A título de ilustração digamos que o gato é um hexaedro (com 6 faces) e o cachorro é um dodecaedro (com 12 faces). Essa é uma ilustração bem grosseira, diga-se de passagem, porém a idéia básica não perde o sentido e dá para entender facilmente. Então, se um cachorro é um dodecaedro e um gato é um hexaedro, fica fácil de perceber por quê os gatos são tão arredios. Os cachorros nós podemos colocar uma coleira e puxa-los para o lado que for com algumas restrições básicas (por isso temos a oportunidade de termos cães para exercer funções de guarda, caçador, guia de cegos, policial, saltador, corredor, nadador, farejador, pastor, palhaço de circo, ator de cinema, companhia e toda uma infinidade de outras funções), mas um gato não aceita coleiras e suas restrições são bem mais fortes (por isso temos a oportunidade de termos gatos que são... gatos).
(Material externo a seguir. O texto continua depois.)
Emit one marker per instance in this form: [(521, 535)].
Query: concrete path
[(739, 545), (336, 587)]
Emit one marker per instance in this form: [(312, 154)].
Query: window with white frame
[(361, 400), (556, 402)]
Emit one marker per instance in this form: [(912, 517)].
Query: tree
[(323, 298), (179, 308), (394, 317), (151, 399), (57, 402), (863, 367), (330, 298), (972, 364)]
Gould conclui dizendo: "As diferenças de diversidade entre as espécies domésticas dependem em maior grau da variação disponível no desenvolvimento dos antepassados selvagens do que da magnitude de esforço humano colocado na seleção... Assim pois, levando a metáfora do poliedro de Galton até a sua conclusão , as direções reais do câmbio evolutivo são resultado da interação dinâmica entre o empurrão externo e das restrições internas."
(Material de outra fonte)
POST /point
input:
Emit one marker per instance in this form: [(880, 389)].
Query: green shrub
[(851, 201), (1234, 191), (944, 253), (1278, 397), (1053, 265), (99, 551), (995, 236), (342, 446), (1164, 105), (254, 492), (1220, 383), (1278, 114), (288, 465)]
Nos jogos de RPG, os participantes usam dados de várias faces: 4, 6, 8, 10, 12, 20, etc. Dependendo do dado que for escolhido, da quantidade de faces que ele possuir, o jogador terá mais possibilidades de desbravar caminhos que sua imaginação permitir sempre com as restrições dos números que vão aparecer em cada lado. Quanto mais arredondado for o dado, mais ele vai rolar na mesa, mais longe ele vai chegar, mais viradas pode dar, desta forma tornando os caminhos a serem percorridos inúmeros, e quanto menos faces tiver o dado, mais bruscas serão suas viradas dificultando bastante a rolagem e limitando as trilhas do aventureiro. Então, nós que estamos tentando modelar os nossos animais e plantas temos que ter em mente que nem tudo é possível e que mesmo com tempo suficiente, criatividade e diligência exagerada ao longo das gerações, nossos poliedros adestrados nos impõem limites aos quais temos que respeitar.